Sometimes it's difficult to tell people that I named my car Geordi La Forge. I can't always find the right time to tell someone I'm dating that I've seen every episode of Star Gate. When people talk about Warcraft I have trouble not chiming in about my Blood Elf. I don't need much provoking to start quoting The Princess Bride. If you hang around long enough, I will show you my comic books. God help me if you start to talk about code. I just can't contain it.

A few weeks ago a coworker started explaining Skyrim to me as though I might pick up a controller and try to use it as a boomerang, or possibly a fancy light-up paperweight.
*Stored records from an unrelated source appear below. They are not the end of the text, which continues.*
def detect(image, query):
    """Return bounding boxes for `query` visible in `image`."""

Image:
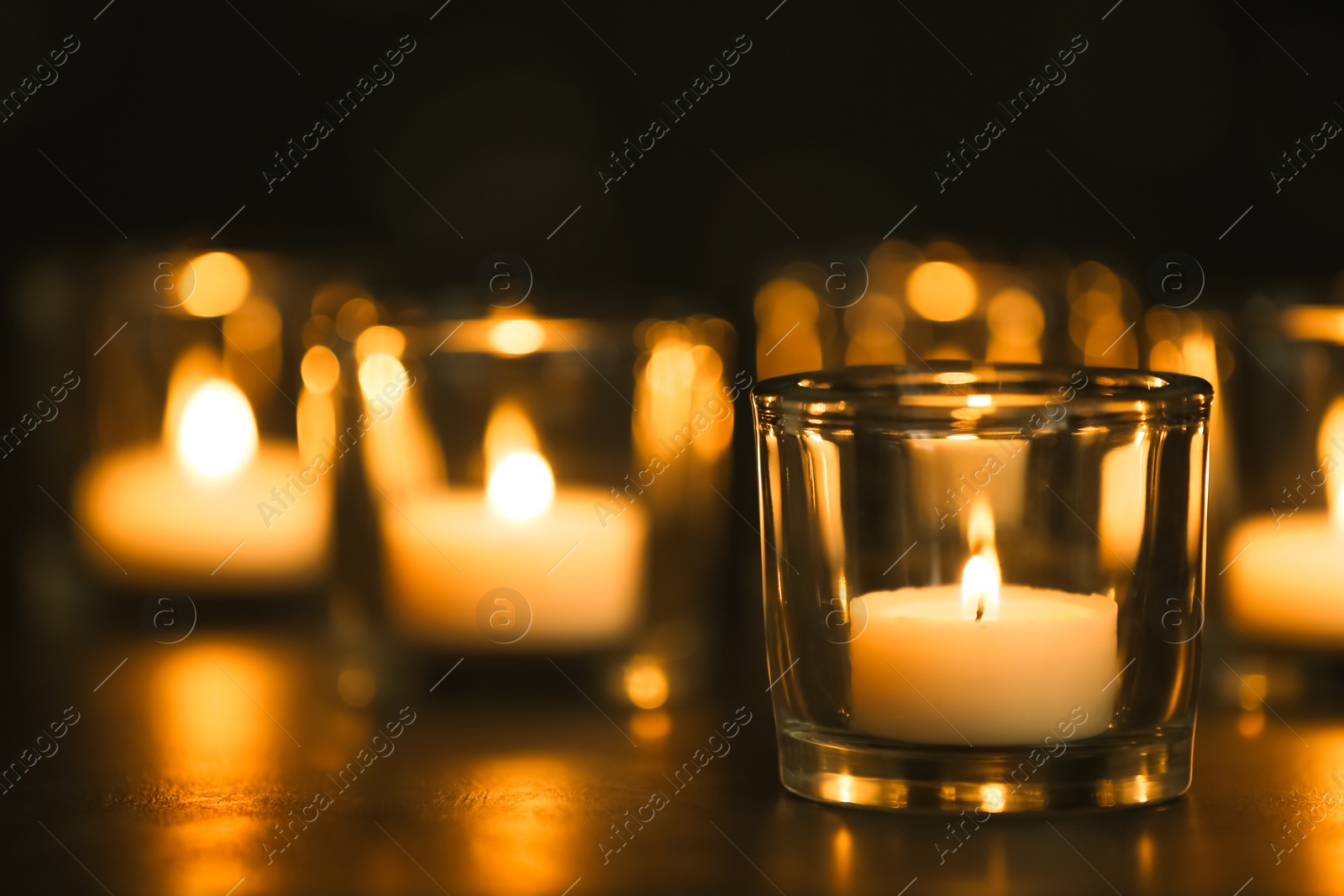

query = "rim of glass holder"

[751,360,1214,430]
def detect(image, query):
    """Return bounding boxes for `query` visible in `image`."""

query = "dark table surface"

[0,631,1344,896]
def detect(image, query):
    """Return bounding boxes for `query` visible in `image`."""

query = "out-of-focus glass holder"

[370,317,648,656]
[754,363,1211,811]
[71,250,332,596]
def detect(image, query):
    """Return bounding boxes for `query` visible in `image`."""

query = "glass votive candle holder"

[753,361,1212,811]
[71,251,332,596]
[354,314,649,656]
[1215,304,1344,652]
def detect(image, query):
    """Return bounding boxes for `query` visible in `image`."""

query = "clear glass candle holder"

[753,363,1212,811]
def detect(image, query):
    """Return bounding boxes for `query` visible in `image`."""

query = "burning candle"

[74,354,332,591]
[1223,399,1344,649]
[379,395,648,650]
[849,504,1117,747]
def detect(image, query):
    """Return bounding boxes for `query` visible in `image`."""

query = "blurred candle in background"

[373,386,648,652]
[76,349,332,591]
[1223,399,1344,650]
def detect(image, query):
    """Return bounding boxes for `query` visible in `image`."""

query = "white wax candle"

[381,486,648,652]
[849,584,1118,747]
[1223,511,1344,649]
[74,442,332,589]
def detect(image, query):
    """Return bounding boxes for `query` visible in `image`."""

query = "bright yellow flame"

[181,253,251,317]
[1315,398,1344,533]
[906,262,976,321]
[298,345,340,392]
[625,654,668,710]
[486,451,555,520]
[359,352,407,398]
[177,379,257,477]
[486,317,546,354]
[961,548,999,622]
[354,324,406,361]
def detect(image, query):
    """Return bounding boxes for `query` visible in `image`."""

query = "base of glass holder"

[780,728,1194,813]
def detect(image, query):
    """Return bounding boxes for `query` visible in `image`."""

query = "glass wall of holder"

[67,251,332,595]
[754,361,1212,811]
[354,314,665,666]
[1214,300,1344,710]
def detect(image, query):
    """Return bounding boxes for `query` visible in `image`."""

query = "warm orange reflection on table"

[454,757,583,896]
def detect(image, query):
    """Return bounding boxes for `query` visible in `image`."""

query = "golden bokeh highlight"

[630,710,672,744]
[755,277,822,379]
[354,324,406,364]
[486,317,546,356]
[906,262,977,322]
[180,253,251,317]
[623,654,668,710]
[298,345,340,392]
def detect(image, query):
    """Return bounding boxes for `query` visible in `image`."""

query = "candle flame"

[486,401,555,520]
[1315,398,1344,536]
[961,548,1000,622]
[486,451,555,520]
[966,495,997,563]
[177,379,257,478]
[486,317,546,354]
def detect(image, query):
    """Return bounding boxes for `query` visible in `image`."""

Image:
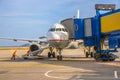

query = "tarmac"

[0,49,120,80]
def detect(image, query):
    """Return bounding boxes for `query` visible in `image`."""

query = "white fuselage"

[47,23,69,49]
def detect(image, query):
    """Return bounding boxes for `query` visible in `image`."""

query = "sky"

[0,0,120,46]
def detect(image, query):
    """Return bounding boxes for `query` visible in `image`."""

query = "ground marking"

[114,71,118,79]
[44,70,84,80]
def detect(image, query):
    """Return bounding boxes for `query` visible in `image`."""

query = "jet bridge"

[74,4,120,61]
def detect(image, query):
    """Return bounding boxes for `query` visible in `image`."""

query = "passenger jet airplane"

[0,11,79,60]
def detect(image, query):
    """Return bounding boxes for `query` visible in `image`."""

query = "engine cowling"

[29,43,43,56]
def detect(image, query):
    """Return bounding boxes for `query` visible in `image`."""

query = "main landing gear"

[48,47,55,58]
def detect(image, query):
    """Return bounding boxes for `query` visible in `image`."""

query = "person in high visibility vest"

[27,50,30,56]
[11,50,17,60]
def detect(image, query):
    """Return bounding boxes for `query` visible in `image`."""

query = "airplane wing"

[0,38,46,43]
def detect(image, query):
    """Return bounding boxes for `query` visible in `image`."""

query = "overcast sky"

[0,0,120,46]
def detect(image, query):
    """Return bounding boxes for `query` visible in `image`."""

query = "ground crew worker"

[27,50,30,56]
[11,50,17,60]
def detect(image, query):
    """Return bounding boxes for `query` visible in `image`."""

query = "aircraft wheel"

[48,52,51,58]
[57,55,62,61]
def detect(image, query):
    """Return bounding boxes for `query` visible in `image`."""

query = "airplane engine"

[29,43,43,56]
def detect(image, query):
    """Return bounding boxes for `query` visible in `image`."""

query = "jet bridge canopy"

[60,18,74,39]
[100,9,120,32]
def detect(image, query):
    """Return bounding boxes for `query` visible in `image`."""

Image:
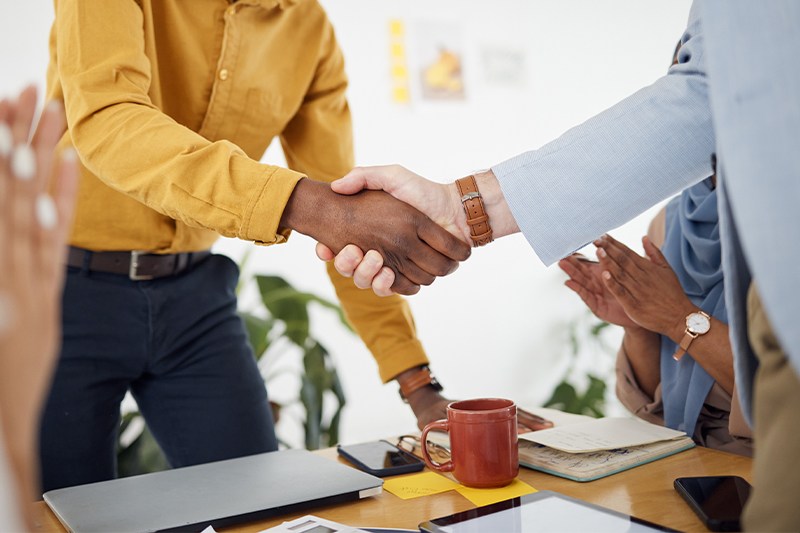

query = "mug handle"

[420,419,453,472]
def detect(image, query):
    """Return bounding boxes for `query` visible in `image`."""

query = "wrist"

[395,365,442,404]
[475,169,519,238]
[446,182,472,242]
[406,385,443,418]
[280,178,322,240]
[664,302,701,344]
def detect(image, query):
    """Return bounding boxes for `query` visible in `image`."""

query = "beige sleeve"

[616,208,666,425]
[616,344,664,426]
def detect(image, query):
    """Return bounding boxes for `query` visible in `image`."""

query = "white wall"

[0,0,690,448]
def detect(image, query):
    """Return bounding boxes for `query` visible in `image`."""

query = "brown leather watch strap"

[397,366,442,400]
[672,330,698,361]
[456,176,494,246]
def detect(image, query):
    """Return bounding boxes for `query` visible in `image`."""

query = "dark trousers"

[40,255,277,491]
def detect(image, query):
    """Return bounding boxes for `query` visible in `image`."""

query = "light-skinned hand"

[0,87,78,530]
[317,165,469,296]
[281,179,470,294]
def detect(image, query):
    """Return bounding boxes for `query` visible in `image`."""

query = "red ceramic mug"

[422,398,519,488]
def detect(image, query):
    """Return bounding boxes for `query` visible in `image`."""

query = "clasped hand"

[310,165,470,296]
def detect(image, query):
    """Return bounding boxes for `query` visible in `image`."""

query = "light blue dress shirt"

[492,0,800,421]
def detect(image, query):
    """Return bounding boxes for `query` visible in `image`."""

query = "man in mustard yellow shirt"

[41,0,469,490]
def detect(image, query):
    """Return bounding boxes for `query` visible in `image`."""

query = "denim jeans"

[40,255,277,491]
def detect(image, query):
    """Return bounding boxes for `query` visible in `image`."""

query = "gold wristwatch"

[672,311,711,361]
[397,365,443,403]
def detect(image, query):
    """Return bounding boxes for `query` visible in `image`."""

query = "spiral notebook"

[519,408,695,481]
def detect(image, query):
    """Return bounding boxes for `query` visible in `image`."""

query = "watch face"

[686,313,711,335]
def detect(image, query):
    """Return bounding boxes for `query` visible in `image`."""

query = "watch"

[397,365,443,403]
[672,311,711,361]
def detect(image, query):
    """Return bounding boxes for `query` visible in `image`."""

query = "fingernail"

[11,144,36,181]
[0,293,14,334]
[61,147,78,163]
[36,194,58,230]
[0,122,14,157]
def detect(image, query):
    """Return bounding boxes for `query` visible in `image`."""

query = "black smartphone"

[675,476,751,531]
[336,440,425,477]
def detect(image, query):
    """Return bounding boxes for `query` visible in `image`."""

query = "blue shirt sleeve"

[492,9,714,265]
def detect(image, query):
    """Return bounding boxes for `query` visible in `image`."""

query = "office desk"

[31,447,752,533]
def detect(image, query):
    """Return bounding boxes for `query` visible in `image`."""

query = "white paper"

[259,515,367,533]
[523,407,597,427]
[519,418,686,453]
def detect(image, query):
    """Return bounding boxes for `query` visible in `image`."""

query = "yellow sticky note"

[456,478,537,507]
[389,19,405,37]
[383,472,459,500]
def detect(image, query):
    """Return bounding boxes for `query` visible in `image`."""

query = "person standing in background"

[41,0,469,490]
[318,0,800,531]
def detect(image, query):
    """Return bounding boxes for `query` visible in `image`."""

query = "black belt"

[67,246,211,281]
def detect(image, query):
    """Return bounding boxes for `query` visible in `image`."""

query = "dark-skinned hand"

[281,179,471,295]
[558,254,639,328]
[594,235,696,337]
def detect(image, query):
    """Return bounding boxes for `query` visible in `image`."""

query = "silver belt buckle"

[128,250,153,281]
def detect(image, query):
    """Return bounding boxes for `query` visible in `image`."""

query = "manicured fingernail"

[61,147,78,163]
[0,122,14,157]
[0,294,14,334]
[11,144,36,181]
[36,194,58,229]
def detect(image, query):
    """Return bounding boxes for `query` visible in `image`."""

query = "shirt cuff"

[239,167,305,245]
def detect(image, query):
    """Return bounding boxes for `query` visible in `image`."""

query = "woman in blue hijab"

[559,177,752,455]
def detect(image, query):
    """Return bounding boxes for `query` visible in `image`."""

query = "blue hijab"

[661,178,728,435]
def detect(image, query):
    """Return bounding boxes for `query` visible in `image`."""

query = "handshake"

[281,165,519,296]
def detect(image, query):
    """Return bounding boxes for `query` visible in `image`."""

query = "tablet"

[419,490,677,533]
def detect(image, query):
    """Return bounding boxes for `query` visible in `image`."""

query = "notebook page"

[519,417,686,453]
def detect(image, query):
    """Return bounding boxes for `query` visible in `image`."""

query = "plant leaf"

[239,311,275,360]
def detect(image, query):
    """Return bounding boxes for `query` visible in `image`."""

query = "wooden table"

[35,447,752,533]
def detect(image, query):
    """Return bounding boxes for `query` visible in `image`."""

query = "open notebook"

[519,408,695,481]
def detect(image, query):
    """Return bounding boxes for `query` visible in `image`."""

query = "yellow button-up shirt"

[48,0,427,381]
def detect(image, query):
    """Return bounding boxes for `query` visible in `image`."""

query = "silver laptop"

[44,450,383,533]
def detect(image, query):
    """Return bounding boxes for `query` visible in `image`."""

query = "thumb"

[331,167,390,194]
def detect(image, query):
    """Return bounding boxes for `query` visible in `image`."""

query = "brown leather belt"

[67,246,211,281]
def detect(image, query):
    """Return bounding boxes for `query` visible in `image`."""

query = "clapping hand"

[558,254,639,328]
[594,235,697,337]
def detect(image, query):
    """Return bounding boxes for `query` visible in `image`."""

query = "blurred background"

[0,0,690,446]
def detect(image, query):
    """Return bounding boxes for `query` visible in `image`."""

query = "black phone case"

[672,478,742,531]
[336,443,425,477]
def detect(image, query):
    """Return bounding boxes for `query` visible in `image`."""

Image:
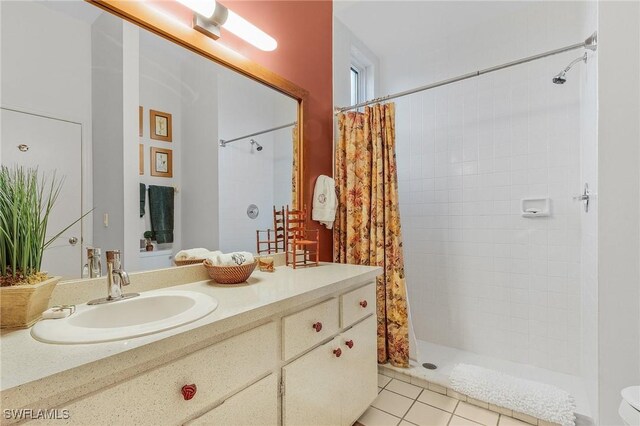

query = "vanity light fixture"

[178,0,278,52]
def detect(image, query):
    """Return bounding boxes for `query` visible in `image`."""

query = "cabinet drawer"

[58,322,278,425]
[340,282,376,328]
[282,299,338,360]
[187,374,276,426]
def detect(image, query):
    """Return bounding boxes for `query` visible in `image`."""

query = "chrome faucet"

[107,250,130,300]
[87,250,139,305]
[82,247,102,278]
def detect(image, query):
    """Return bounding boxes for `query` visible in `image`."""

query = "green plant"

[0,166,90,286]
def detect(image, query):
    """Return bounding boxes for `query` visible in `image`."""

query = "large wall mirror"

[0,0,301,279]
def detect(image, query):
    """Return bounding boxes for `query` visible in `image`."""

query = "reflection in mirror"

[0,1,299,278]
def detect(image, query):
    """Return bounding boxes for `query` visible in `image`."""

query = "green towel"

[149,185,174,244]
[140,183,147,217]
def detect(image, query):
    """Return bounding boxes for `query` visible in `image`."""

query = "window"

[351,66,361,105]
[350,48,375,105]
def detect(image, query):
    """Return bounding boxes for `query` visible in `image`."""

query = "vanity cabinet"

[186,374,278,426]
[282,315,378,426]
[16,282,378,426]
[282,298,340,360]
[53,322,278,425]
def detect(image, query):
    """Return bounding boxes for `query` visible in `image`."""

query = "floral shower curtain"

[333,103,409,367]
[291,124,300,210]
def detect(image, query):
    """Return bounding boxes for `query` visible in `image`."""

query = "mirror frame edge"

[85,0,309,208]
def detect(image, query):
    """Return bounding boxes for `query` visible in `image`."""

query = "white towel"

[203,250,222,265]
[311,175,338,229]
[211,251,255,266]
[175,248,209,260]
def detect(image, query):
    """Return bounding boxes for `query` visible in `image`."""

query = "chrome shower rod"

[220,121,298,148]
[335,31,598,114]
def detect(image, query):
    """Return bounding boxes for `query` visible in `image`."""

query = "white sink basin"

[31,290,218,344]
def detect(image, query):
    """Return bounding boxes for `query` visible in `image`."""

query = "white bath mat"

[449,364,576,426]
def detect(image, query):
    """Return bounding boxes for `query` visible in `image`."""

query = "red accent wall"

[158,0,333,261]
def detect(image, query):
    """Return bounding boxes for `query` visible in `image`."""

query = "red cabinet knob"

[182,384,198,401]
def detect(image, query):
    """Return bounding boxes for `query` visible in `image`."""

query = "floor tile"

[429,383,447,395]
[378,373,391,388]
[358,407,400,426]
[371,389,413,417]
[455,401,499,426]
[385,379,422,399]
[449,416,480,426]
[498,416,529,426]
[404,402,451,426]
[418,390,458,413]
[447,389,467,401]
[467,398,489,409]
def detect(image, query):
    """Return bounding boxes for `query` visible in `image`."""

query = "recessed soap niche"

[520,198,551,217]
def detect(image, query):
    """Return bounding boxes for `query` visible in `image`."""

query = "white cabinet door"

[282,337,342,426]
[0,108,82,278]
[337,315,378,426]
[187,374,278,426]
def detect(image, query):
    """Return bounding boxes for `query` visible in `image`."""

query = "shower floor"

[381,340,592,424]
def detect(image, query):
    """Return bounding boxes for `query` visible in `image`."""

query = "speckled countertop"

[0,263,382,408]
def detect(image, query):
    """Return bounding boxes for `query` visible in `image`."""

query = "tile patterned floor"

[356,374,531,426]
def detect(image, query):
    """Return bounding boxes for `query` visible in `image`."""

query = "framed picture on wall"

[149,109,172,142]
[150,146,173,177]
[138,144,144,175]
[138,106,144,137]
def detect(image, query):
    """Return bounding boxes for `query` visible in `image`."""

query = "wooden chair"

[285,206,320,269]
[256,206,286,254]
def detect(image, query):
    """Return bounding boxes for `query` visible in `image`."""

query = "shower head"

[551,71,567,84]
[251,139,262,151]
[551,52,587,84]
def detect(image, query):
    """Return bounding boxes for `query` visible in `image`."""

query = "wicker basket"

[203,260,258,284]
[173,259,204,266]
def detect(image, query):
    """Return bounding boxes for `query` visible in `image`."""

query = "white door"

[0,108,82,278]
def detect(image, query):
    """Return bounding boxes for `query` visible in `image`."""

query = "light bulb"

[178,0,216,18]
[222,10,278,52]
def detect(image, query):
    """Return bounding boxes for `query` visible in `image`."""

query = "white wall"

[91,14,128,260]
[598,1,640,425]
[218,70,297,252]
[134,31,182,256]
[575,2,598,419]
[0,1,95,262]
[91,13,139,271]
[181,55,219,250]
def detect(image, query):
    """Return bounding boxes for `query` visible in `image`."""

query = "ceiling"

[39,0,102,24]
[333,0,532,58]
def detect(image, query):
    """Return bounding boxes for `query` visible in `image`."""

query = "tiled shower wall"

[396,2,584,374]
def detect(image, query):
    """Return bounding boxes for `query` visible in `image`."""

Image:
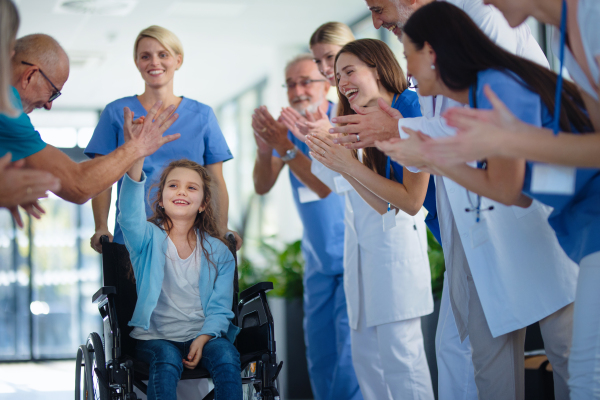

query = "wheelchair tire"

[85,332,110,400]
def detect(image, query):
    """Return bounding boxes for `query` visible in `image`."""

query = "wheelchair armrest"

[92,286,117,303]
[240,282,273,304]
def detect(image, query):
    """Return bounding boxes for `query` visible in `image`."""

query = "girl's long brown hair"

[335,39,408,176]
[404,1,592,133]
[148,159,227,275]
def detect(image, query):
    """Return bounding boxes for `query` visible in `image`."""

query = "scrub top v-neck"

[85,96,233,244]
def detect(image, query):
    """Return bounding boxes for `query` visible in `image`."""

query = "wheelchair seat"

[76,235,283,400]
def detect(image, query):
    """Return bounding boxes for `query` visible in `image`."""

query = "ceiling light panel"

[54,0,138,16]
[167,1,248,18]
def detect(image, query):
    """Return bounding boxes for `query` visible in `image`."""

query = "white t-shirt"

[131,238,204,342]
[552,0,600,100]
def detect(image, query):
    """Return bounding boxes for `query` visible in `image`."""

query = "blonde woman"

[85,25,241,252]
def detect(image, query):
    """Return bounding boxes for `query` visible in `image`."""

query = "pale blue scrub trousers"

[303,253,363,400]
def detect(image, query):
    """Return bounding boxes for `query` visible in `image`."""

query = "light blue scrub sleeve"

[0,87,46,161]
[85,106,120,158]
[470,70,542,126]
[203,107,233,165]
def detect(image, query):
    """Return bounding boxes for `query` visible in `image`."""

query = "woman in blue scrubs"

[396,3,600,399]
[85,25,241,252]
[306,39,433,399]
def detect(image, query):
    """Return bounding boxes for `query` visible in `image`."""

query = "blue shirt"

[392,90,442,244]
[469,69,600,263]
[119,173,240,343]
[0,86,46,161]
[273,104,345,275]
[85,96,233,244]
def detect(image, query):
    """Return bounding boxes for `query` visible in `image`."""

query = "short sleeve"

[0,87,46,161]
[476,70,542,126]
[204,108,233,165]
[85,105,119,158]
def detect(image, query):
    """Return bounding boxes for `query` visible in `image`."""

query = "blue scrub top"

[273,103,345,275]
[469,69,600,263]
[85,96,233,244]
[0,86,46,161]
[391,89,442,244]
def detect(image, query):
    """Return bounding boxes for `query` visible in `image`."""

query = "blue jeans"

[136,338,242,400]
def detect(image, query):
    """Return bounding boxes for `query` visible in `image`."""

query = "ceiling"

[15,0,368,109]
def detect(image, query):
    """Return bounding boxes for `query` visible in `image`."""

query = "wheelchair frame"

[75,234,283,400]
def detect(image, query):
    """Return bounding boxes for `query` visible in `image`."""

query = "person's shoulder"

[104,95,139,116]
[477,68,521,87]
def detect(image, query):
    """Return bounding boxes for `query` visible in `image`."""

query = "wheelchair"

[75,234,283,400]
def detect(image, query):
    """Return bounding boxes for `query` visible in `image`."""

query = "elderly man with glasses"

[0,34,179,225]
[252,54,362,400]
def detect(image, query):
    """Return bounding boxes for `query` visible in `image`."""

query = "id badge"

[298,187,321,204]
[381,209,396,232]
[531,163,577,195]
[470,218,490,249]
[333,175,352,194]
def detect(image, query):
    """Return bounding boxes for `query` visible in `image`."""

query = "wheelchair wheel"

[85,332,110,400]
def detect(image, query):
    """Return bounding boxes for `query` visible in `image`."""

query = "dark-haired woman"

[306,39,433,399]
[384,2,590,399]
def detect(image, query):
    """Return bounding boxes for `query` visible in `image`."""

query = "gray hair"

[0,0,20,116]
[284,53,314,74]
[13,33,69,74]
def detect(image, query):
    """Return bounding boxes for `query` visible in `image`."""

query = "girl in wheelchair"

[118,159,242,400]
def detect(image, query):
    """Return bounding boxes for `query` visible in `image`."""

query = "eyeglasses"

[21,61,62,103]
[281,79,325,89]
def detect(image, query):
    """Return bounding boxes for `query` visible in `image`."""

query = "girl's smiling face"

[159,168,205,219]
[336,53,387,107]
[135,37,183,87]
[310,43,342,86]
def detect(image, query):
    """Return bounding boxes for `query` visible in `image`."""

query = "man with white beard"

[331,0,552,400]
[252,54,362,400]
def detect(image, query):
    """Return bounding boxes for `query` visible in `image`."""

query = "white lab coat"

[399,39,578,339]
[311,155,433,329]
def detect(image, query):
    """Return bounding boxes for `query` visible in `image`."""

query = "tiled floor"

[0,360,75,400]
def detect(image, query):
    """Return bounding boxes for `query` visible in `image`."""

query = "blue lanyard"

[385,157,392,212]
[552,0,567,135]
[385,93,400,212]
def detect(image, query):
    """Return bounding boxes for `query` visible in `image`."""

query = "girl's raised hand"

[436,85,525,166]
[306,133,360,175]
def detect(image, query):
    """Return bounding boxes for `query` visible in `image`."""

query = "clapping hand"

[329,98,402,149]
[306,133,360,175]
[0,153,60,228]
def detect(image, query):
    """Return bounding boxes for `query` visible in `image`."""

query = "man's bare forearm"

[26,143,142,204]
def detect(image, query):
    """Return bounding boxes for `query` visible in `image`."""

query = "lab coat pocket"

[363,256,433,326]
[511,200,540,218]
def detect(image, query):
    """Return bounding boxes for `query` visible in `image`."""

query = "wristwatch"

[281,146,298,162]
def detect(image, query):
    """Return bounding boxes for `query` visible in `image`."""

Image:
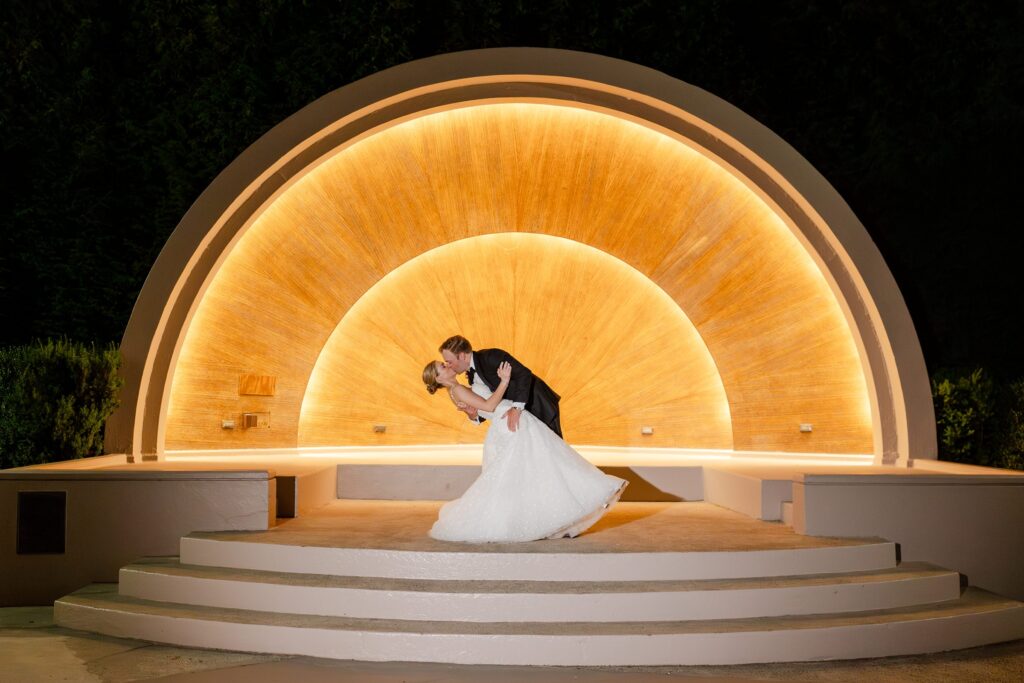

It was all I could do to not explain to him in extreme detail how to complete the Diplomatic Immunity quest. It's not that hard dude, seriously.

But I keep those things to myself. I don't want anyone to get the wrong idea.

There's a certain stigma that surrounds the "geek" persona. As the following description notes (ripped straight from Wikipedia):
  • (Novelist) Julie Smith defined a geek as "a bright young man turned inward, poorly socialized, who felt so little kinship with his own planet that he routinely traveled to the ones invented by his favorite authors, who thought of that secret, dreamy place his computer took him to as cyberspace—somewhere exciting, a place more real than his own life, a land he could conquer, not a drab teenager's room in his parents' house."
 The geek is lazy, anti-social, over caffeinated, awkward and...male.

That's just not me (apart from the caffeine). But it seems to completely throw people for a loop when any of that stuff comes out. Suddenly they forget that I'm an accomplished, athletic, outgoing, and somewhat cocky person (yeah, sometimes I'm a jerk). Out of seemingly nowhere it becomes assumed that I don't have a grip on reality, that I lack for friends, or that I'm pretending to be someone I'm not.

I'm not busting on anyone in particular, rather I'm just wondering: why can't we have a little fun and still be perceived as competent adults? Is it really that strange that I'm capable of paying the mortgage while wearing furry bat wings? Why is it so hard to believe that I can spend 12 hours a day on the internet and also manage to shower on a regular basis?

Back in February I asked on Facebook if people make assumptions about you based on your appearance. And if so, what assumptions do they make?

The reason I asked that question is that I've been struck lately by how differently I'm treated depending on how I'm dressed. When I'm in my normal street clothes, for skating or wandering around, police cars slow down and follow me like I stole something. When I'm slightly better dressed, men yell at me from their cars like I'm a hooker. When I put on slacks I'm respected. When I wear a dress I'm pretty. When I glam up for a night out dancing I'm treated like a vapid, empty headed moron. And none of this has anything to do with who I really am.

There's no real point I'm trying to make here. Just that the older I get the more I see the way we subtract from people. Oversimplifying. Distilling them down so they are easier to categorize. I want to practice seeing the world around me as more and more, instead of less and less. I would like the people in my life to be as complex as they really are, without dumbing it down or being a caricature of only one piece of their personality.

Don't just be the sporty one, or the smart one, or the one who likes cats, or the funny one, or the quiet one. Be exactly who you are, and be all of it.